Trotzdem heißt es auch in der steirischen Landeshauptstadt früher „Licht aus“, und zwar schon um 22 Uhr. Eine Ausnahme gibt es nur am Heiligen Abend und zu Silvester. An diesen Tagen wird erst um 2 Uhr Früh ausgeschaltet.
Die Wiener Ringstraße wird dieses Jahr nicht beleuchtet, das haben Stadt und Wirtschaftskammer entschieden. Ansonsten gibt es Abstriche bei der Einschaltzeit. „Heuer brauchen wir positive Stimmung wie noch nie. Sie stellt sich ein, sobald die Lichter in der Stadt eingeschaltet werden“, sagt Margarete Gumprecht, Handelsobfrau der Wirtschaftskammer Wien.

Die Lichter gehen heuer um 15 Uhr an, um 22 Uhr ist Schluss. In den vergangen Jahren war die Beleuchtung in der Regel zwischen 14 Uhr und Mitternacht eingeschaltet.
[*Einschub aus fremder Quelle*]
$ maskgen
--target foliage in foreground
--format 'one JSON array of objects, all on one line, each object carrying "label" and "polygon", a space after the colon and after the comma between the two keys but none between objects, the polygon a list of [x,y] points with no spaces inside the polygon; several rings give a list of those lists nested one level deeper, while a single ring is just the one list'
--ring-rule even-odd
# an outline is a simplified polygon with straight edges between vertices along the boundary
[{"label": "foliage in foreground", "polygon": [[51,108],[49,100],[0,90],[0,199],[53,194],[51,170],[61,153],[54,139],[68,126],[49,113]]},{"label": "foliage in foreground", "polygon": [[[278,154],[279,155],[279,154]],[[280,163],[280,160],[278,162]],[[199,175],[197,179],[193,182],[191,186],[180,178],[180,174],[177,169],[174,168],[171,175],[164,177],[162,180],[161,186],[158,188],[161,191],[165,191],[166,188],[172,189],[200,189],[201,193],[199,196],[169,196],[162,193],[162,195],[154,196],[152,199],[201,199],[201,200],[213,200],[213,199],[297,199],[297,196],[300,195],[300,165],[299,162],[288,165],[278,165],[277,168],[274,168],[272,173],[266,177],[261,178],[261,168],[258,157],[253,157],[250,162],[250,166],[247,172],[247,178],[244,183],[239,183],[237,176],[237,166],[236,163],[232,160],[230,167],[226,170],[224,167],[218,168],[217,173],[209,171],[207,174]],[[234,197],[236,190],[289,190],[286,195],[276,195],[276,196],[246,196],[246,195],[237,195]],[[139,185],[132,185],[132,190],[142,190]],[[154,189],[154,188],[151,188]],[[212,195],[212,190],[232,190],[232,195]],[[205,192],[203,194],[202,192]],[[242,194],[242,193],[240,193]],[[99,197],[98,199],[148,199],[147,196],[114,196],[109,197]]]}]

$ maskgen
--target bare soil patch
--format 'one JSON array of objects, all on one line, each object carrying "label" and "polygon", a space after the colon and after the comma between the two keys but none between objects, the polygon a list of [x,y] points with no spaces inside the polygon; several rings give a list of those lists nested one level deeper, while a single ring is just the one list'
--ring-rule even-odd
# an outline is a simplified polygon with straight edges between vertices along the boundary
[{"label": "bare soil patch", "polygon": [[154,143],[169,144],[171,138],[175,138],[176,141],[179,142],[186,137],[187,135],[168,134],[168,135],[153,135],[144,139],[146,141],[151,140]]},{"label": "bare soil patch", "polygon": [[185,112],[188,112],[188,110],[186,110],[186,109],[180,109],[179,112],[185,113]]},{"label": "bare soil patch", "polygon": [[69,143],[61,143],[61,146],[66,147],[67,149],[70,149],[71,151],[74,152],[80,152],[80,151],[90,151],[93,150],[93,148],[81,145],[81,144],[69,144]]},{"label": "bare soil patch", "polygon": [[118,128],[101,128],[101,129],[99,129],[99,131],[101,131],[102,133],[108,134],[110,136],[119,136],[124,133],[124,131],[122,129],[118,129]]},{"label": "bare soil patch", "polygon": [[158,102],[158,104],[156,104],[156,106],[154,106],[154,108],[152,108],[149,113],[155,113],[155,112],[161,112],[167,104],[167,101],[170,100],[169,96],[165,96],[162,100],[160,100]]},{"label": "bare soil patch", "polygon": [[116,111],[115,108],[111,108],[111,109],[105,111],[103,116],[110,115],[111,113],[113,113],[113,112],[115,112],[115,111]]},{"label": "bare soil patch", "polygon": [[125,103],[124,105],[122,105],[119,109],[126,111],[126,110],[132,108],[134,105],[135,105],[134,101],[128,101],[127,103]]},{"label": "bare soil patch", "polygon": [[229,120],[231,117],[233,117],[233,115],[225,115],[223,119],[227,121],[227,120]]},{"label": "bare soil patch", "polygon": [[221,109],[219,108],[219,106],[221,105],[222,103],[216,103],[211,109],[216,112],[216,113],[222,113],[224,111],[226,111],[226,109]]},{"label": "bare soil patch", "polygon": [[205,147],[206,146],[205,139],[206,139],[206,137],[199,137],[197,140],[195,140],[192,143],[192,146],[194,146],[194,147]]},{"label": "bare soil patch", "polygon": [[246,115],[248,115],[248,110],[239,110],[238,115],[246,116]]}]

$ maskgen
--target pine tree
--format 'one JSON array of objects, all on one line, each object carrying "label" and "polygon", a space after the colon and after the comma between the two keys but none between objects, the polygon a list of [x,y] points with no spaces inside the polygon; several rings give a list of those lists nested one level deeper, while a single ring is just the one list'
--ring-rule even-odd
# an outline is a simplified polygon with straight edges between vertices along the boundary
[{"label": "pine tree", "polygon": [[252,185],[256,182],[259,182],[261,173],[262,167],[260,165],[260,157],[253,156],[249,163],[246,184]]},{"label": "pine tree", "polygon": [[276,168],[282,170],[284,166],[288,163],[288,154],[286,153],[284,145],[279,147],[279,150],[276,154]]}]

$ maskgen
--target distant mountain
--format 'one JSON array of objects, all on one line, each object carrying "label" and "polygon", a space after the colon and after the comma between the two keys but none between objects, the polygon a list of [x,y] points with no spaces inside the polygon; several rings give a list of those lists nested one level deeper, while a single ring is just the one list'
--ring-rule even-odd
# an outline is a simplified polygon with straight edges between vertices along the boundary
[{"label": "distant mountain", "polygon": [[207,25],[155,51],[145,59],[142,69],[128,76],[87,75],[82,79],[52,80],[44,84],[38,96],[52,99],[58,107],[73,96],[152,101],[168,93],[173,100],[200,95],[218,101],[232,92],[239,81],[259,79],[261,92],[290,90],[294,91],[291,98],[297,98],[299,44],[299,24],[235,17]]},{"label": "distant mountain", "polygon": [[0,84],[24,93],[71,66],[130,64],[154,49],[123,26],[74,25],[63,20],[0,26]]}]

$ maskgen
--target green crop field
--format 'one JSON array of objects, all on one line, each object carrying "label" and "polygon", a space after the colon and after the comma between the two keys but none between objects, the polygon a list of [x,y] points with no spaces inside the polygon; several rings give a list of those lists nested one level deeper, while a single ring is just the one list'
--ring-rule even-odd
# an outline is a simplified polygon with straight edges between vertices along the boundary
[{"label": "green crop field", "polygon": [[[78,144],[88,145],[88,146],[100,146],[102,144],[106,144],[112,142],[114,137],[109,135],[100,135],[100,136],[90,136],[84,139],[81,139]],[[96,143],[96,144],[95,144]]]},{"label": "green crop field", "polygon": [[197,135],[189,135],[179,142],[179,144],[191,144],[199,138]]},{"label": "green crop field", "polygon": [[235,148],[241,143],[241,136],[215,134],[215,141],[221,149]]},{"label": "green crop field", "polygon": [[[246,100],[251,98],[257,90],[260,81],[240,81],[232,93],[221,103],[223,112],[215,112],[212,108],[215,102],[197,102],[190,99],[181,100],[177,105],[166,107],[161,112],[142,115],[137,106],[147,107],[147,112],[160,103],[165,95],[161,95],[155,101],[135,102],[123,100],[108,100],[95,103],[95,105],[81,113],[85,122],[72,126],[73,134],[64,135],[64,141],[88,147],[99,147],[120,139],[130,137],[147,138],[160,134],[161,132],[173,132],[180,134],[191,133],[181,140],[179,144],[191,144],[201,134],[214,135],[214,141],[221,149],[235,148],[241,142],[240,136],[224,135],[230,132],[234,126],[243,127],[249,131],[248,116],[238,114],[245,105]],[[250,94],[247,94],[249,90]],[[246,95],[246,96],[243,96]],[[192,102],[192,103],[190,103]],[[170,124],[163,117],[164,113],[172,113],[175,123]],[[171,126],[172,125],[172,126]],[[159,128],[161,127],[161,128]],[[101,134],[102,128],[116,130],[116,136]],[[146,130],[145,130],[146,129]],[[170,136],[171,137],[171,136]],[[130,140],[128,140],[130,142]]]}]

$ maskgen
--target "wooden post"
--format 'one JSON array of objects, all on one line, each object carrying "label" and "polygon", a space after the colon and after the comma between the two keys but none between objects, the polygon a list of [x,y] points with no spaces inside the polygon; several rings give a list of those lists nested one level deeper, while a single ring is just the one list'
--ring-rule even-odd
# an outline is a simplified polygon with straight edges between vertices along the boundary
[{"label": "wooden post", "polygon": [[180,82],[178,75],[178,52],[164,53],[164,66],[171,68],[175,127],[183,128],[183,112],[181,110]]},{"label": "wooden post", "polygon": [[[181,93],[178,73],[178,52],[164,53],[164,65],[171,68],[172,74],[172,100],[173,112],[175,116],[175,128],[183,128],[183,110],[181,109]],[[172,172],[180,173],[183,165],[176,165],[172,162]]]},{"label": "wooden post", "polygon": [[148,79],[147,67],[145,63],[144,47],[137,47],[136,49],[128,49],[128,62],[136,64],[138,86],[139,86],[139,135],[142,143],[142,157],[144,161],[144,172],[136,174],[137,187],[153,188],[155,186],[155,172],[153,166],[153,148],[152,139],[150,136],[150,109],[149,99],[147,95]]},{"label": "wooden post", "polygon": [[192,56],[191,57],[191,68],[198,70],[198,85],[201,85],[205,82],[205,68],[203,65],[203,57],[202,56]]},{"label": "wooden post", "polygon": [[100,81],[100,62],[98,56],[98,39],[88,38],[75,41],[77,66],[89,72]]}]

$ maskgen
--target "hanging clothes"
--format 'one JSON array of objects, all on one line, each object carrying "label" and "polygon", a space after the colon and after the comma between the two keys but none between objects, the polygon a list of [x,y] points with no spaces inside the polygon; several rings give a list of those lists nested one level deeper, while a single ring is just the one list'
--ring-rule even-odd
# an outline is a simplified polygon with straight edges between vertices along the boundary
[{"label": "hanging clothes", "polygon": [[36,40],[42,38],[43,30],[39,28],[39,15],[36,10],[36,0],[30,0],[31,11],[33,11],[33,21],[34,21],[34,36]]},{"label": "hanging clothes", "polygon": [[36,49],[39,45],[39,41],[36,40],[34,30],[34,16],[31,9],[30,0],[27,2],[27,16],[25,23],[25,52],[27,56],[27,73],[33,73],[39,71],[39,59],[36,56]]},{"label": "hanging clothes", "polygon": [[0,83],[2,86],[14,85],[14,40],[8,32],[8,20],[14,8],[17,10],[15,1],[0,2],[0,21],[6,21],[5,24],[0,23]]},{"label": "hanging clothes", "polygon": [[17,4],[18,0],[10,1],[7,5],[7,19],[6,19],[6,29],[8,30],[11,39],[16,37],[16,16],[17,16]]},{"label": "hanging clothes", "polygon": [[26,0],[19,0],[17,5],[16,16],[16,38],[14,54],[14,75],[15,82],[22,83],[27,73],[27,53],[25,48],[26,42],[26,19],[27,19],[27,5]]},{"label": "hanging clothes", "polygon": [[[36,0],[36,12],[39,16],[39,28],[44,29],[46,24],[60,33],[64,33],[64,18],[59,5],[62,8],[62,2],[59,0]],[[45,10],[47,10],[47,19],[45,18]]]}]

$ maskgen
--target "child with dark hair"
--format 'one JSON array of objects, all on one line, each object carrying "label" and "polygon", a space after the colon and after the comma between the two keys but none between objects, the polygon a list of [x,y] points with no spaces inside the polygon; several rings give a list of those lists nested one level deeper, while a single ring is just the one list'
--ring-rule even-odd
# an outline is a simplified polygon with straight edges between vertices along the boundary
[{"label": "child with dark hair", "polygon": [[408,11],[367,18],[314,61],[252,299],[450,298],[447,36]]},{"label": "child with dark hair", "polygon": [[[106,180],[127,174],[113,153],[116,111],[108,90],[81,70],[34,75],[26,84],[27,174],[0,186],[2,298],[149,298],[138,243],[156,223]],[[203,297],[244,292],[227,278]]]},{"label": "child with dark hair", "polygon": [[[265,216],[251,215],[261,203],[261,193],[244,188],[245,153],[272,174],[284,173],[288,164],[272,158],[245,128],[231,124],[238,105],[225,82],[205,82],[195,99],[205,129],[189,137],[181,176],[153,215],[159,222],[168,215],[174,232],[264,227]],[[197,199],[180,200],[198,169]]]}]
Auch die „Leucht-Tage“ sind reduziert.
Seit zehn Jahren werden die Lichtergirlanden sukzessive auf LED umgestellt. Insgesamt verbraucht der weihnachtliche Lichterglanz in Wien deshalb „nur noch rund 49.000 Kilowattstunden (kWh)“, verkünden die Unternehmer. Das entspricht dem Jahresverbrauch von 14 Wohnungen mit je vier Personen.

Die Stromkosten betragen nur einen Bruchteil der Montage-, Instandhaltungs- und Anschaffungskosten von rund 700.000 Euro.
Eine Weihnachtsbeleuchtung in abgespeckter Form gibt es auch in Klagenfurt. In den vergangenen Jahren erstrahlte sie erstmals Anfang November, beim traditionellen „Glühwein-Opening“ in der Innenstadt. Nun wird sie am ersten Einkaufssamstag, dem 26. November, in Betrieb genommen.

Am 1. Jänner wird die gesamte Weihnachtsbeleuchtung wieder ausgeschaltet. „Wir wollten die Weihnachtsbeleuchtung nicht völlig weglassen, aber es ist wichtig, Strom zu sparen“, betont der Klagenfurter Bürgermeister Christian Scheider (Team Kärnten). „Die vorweihnachtliche Stimmung muss dennoch vorhanden sein, denn ganz ohne Lichterketten-Flair geht die Kaufkraft in der Innenstadt verloren.“

In Linz funkelt nur der Christbaum kürzer
Keine Änderungen gibt es in Linz. Dort werden die Straßen der Innenstadt wie im Vorjahr ab 15.30 Uhr beleuchtet, auch im selben Zeitraum. Die entstehenden Energiekosten seien „überschau- und leistbar“, begründet SPÖ-Bürgermeister Klaus Luger die Entscheidung. Nur beim Christbaum am Linzer Hauptplatz wird gespart. Dessen Lichterketten funkeln jetzt kürzer.